The new relaxation was announced in late October, at the end of a four-day closed door meeting of the Chinese Communist Party’s top brass. It was part of the strategy for growth during the 2016-2020 five-year plan. According to observers, CCTV, the state-run broadcasting network with 100 million viewers, played down the news. Clearly, Beijing does not want either the domestic audience or the outside world to expect spectacular change.

This is probably a wise course, and shows the leadership hasn’t forgotten the disappointing outcome of the 2013 relaxation. China has had a surfeit of boastful slogans that either didn’t yield dividend or were actually counter-productive. The one-child norm has become so much the accepted pattern that it is not easy to think of the regimented Chinese easily abandoning it. The Chinese have also become addicted to material comforts since Deng’s time, and not many parents may be willing to sacrifice the time and resources needed to bring up a second child. Satisfaction can lead to selfishness, especially since the Chinese no longer have the cultural urge to yearn for sons. In Shanghai, for instance, only about 30 per cent of young parents are expected to exercise their option in favour of a second child.

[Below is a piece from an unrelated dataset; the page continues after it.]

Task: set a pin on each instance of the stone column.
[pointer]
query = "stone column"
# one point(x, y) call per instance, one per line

According to independent Chinese demographers, the new move will produce a maximum of three million annual births which is not enough to make a great difference to the current prediction that China’s population, which now stands at 1.3 billion, will reach a peak of just under 1.5 billion in 2030 or 3035. Some even argue that social and economic factors would have combined to bring fertility rates down to the present level even without the harshly enforced one-child norm. But it may not have happened as quickly.

What seems more or less certain now, according to the experts, is that the latest reform will not succeed in the short term in raising China’s fertility rate to 1.8 children per woman. That is what the government wants, against the present rate of about 1.5. To that extent there can be no quick or easy solution to the problem of a depleting labour force. That’s a danger India doesn’t face but the pressure on all our public services does stress the need to reduce numbers. At the same time, China’s experience reminds us there is no alternative to a humane process of education and persuasion that convinces people it is in their own interest to have fewer children.